Budesonide/Formoterol (Symbicort) combination therapy as both maintenance and reliever treatment (SMART) is a novel approach in asthma management. We examined its 'real-life effectiveness' in treating Malaysian patients with moderate-to-severe asthma in whom despite on combined inhaled corticosteroids and long-acting beta2-agonist, were still inadequately controlled. In a retrospective study, 22 eligible adult patients on SMART [mean (range) age: 49 (36-65) years; FEV1: 41 (21-74)% predicted] were identified from medical records of an urban-based university hospital chest clinic, and their clinical outcomes studied at three months. Another 16 patients [50 (14-66) years; 48 (20-91)% predicted] of similar severity and treatment (i.e. Symbicort maintenance treatment plus short-acting beta2-agonist as reliever), but not on SMART, were used as comparator over the same assessment period. In addition, the patients were separately interviewed with standard questionnaire on their satisfaction and compliance to the SMART approach. In SMART group, rescue treatment requirement (p<0.001) and FEV1 [median difference = 2.5%, p=0.015; mean difference: 90 ml, p=0.013] showed significant improvement while in comparator, there was significant improvement only in the requirement for rescue treatment (p=0.023). Hospital admission rates were significantly reduced in SMART group compared to the other (p=0.039), but not in emergency treatment. Five patients asked to discontinue SMART while all others were satisfied, compliant and perceived improvement of their asthma with SMART. The maximum daily doses of inhaled budesonide and formoterol were 1400 microg and 31.5 microg respectively. Our preliminary findings suggest that SMART approach can be attempted as an effective and safe treatment option for patients with inadequately controlled moderate-to-severe asthma in Malaysian setting.

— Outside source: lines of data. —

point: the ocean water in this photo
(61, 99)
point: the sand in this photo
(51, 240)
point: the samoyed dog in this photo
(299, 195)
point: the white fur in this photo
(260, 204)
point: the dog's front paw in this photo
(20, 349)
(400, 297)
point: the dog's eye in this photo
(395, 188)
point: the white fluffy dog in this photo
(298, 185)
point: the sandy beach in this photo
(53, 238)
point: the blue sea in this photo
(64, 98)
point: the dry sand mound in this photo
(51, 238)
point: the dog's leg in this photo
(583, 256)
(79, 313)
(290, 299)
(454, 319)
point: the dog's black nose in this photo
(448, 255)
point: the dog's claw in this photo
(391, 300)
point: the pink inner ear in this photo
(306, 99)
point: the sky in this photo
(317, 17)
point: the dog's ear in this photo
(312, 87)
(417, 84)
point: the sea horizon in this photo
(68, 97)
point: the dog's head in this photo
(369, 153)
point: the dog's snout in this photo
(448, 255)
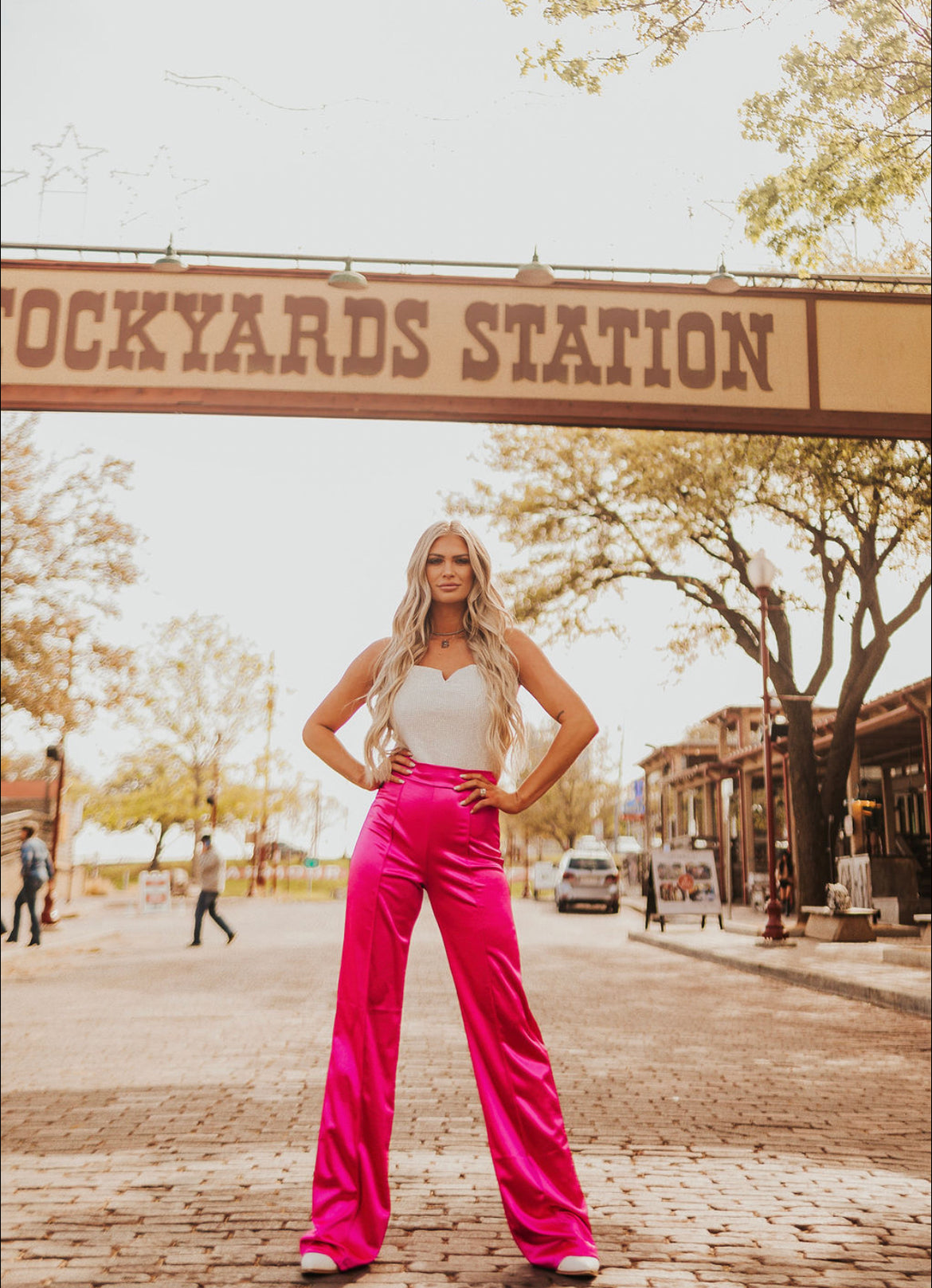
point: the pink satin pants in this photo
(419, 836)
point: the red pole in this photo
(774, 929)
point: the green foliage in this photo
(662, 27)
(854, 120)
(202, 695)
(595, 509)
(66, 555)
(851, 115)
(573, 804)
(150, 789)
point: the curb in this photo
(850, 989)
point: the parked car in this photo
(587, 875)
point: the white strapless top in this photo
(444, 722)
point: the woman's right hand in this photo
(394, 769)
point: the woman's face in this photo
(449, 572)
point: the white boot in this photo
(318, 1264)
(578, 1266)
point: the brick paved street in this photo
(160, 1108)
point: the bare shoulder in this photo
(367, 662)
(527, 653)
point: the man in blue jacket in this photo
(37, 870)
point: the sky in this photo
(386, 131)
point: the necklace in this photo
(445, 636)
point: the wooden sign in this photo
(248, 342)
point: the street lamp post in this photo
(761, 574)
(49, 914)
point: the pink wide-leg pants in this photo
(419, 836)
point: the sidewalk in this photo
(161, 1110)
(892, 973)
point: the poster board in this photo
(155, 891)
(685, 884)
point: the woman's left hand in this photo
(480, 793)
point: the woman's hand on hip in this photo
(482, 793)
(394, 769)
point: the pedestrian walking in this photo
(442, 693)
(37, 868)
(210, 872)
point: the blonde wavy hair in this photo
(486, 621)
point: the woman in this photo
(443, 699)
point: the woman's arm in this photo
(577, 730)
(338, 707)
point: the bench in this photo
(855, 926)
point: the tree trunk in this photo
(811, 855)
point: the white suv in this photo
(587, 875)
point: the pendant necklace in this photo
(445, 636)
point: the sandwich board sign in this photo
(685, 884)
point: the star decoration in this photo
(66, 159)
(156, 192)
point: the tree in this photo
(573, 804)
(156, 790)
(66, 555)
(150, 789)
(202, 695)
(854, 119)
(851, 114)
(595, 509)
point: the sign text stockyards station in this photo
(116, 338)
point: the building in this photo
(707, 793)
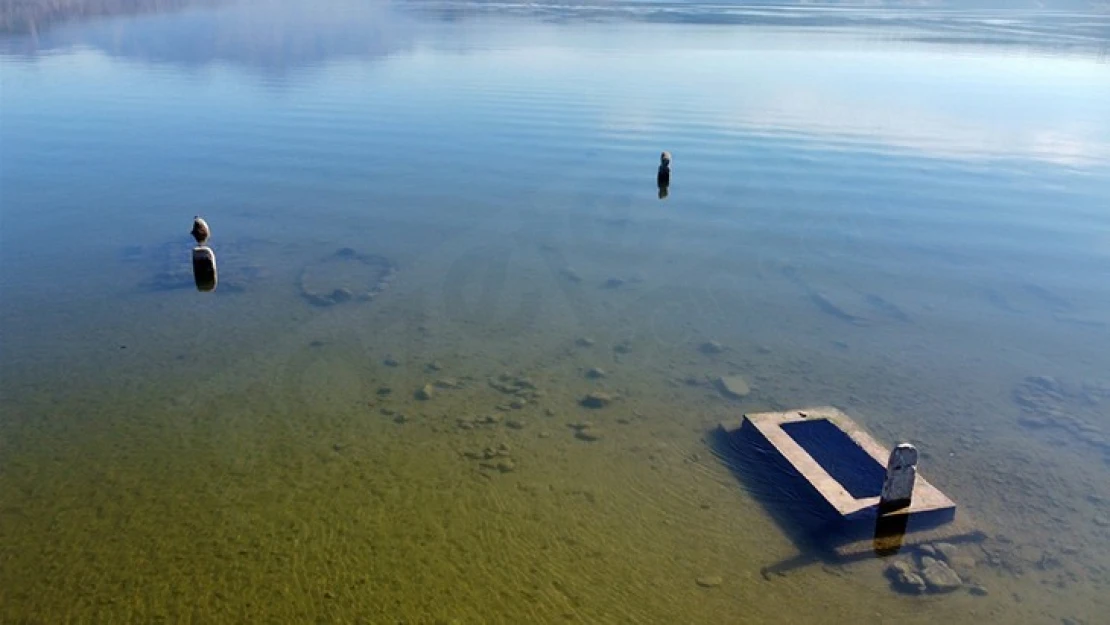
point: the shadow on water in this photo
(818, 533)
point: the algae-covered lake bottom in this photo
(906, 227)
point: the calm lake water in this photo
(906, 215)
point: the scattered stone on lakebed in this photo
(587, 434)
(931, 574)
(597, 400)
(345, 275)
(734, 385)
(709, 581)
(710, 348)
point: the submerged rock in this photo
(938, 576)
(344, 276)
(710, 348)
(904, 578)
(597, 400)
(709, 581)
(734, 385)
(587, 434)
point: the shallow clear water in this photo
(900, 214)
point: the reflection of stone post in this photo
(204, 268)
(901, 472)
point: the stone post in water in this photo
(204, 272)
(901, 472)
(663, 178)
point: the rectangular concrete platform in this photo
(844, 467)
(839, 451)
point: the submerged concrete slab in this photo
(843, 463)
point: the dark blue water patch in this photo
(839, 455)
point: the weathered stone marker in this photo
(663, 178)
(200, 231)
(204, 272)
(901, 474)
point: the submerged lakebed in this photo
(464, 364)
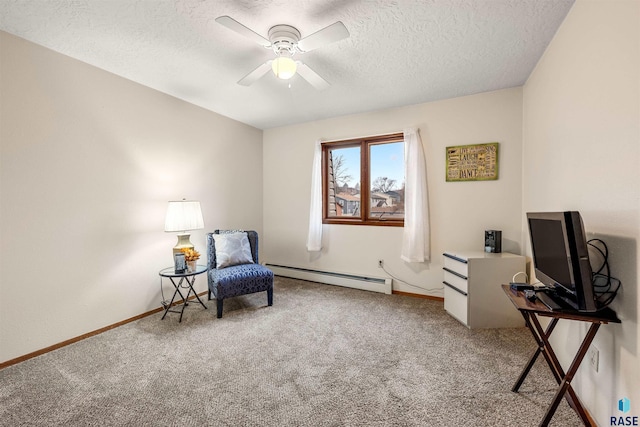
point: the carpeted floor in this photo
(321, 356)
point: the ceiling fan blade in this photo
(251, 78)
(332, 33)
(312, 77)
(234, 25)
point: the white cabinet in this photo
(472, 288)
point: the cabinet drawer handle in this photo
(455, 289)
(464, 261)
(455, 273)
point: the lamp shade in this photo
(183, 215)
(284, 67)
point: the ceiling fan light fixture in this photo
(284, 67)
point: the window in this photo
(363, 181)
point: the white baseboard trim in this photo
(374, 284)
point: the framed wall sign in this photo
(472, 162)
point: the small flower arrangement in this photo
(191, 254)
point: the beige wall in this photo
(460, 211)
(582, 152)
(88, 162)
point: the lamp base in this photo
(183, 243)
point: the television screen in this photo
(561, 257)
(552, 255)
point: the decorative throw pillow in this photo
(232, 249)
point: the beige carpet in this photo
(321, 356)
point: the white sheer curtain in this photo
(415, 240)
(314, 240)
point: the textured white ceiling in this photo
(399, 53)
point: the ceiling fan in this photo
(285, 41)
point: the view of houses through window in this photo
(365, 181)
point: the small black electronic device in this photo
(530, 294)
(549, 302)
(517, 286)
(493, 241)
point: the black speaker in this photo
(493, 241)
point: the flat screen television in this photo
(561, 257)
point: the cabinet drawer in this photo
(456, 281)
(455, 304)
(455, 265)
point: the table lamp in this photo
(182, 216)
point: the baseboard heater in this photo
(375, 284)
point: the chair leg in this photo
(219, 304)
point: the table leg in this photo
(536, 353)
(176, 292)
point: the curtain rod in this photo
(385, 135)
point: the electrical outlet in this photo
(594, 357)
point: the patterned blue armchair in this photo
(241, 279)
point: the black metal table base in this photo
(185, 300)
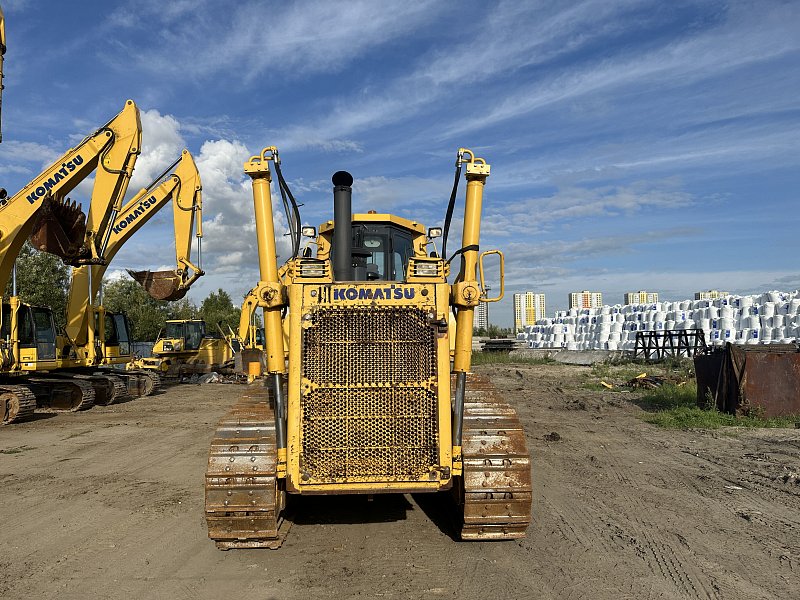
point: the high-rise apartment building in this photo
(641, 297)
(710, 295)
(480, 318)
(585, 299)
(529, 307)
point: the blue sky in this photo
(634, 145)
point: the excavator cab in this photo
(181, 336)
(117, 338)
(36, 331)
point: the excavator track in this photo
(17, 403)
(137, 383)
(244, 499)
(494, 493)
(61, 394)
(142, 382)
(108, 389)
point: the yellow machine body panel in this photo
(368, 407)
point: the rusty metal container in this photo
(744, 379)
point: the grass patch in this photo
(503, 358)
(685, 417)
(675, 407)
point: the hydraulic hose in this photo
(294, 218)
(450, 207)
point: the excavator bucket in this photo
(161, 285)
(59, 228)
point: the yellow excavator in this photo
(2, 53)
(95, 337)
(42, 213)
(363, 397)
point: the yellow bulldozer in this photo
(366, 395)
(185, 347)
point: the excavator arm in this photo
(41, 211)
(184, 188)
(2, 52)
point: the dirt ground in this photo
(109, 504)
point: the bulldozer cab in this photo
(381, 245)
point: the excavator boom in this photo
(184, 188)
(41, 210)
(2, 52)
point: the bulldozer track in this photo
(17, 403)
(244, 500)
(61, 394)
(495, 490)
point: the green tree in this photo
(146, 314)
(42, 280)
(217, 307)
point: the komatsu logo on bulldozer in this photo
(392, 292)
(135, 214)
(49, 183)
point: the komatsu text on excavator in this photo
(366, 393)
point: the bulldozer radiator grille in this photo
(370, 409)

布地奈德/福莫特罗(信必可都保)联合治疗作为维持和缓解治疗(SMART)是哮喘管理中的一种新方法。我们研究了其在治疗马来西亚中重度哮喘患者中的“实际疗效”,这些患者尽管使用了吸入性糖皮质激素和长效β2受体激动剂联合治疗,但病情仍控制不佳。在一项回顾性研究中,从一家城市大学医院胸科门诊的病历中确定了22例符合条件的接受SMART治疗的成年患者[平均(范围)年龄:49(36 - 65)岁;FEV1:预计值的41(21 - 74)%],并在三个月时研究了他们的临床结局。另外16例[50(14 - 66)岁;预计值的48(20 - 91)%]病情和治疗情况相似(即信必可都保维持治疗加短效β2受体激动剂作为缓解治疗)但未接受SMART治疗的患者,在相同评估期用作对照。此外,使用标准问卷分别对患者进行访谈,了解他们对SMART方法的满意度和依从性。在SMART组中,急救治疗需求(p<0.001)和FEV1[中位数差异 = 2.5%,p = 0.015;平均差异:90 ml,p = 0.013]显示出显著改善,而在对照组中,仅急救治疗需求有显著改善(p = 0.023)。与对照组相比,SMART组的住院率显著降低(p = 0.039),但急诊治疗方面没有。5例患者要求停用SMART,而其他所有患者都对SMART感到满意、依从,并认为哮喘病情有所改善。吸入布地奈德和福莫特罗的最大日剂量分别为1400微克和31.5微克。我们的初步研究结果表明,在马来西亚的环境中,对于病情控制不佳的中重度哮喘患者,SMART方法可尝试作为一种有效且安全的治疗选择。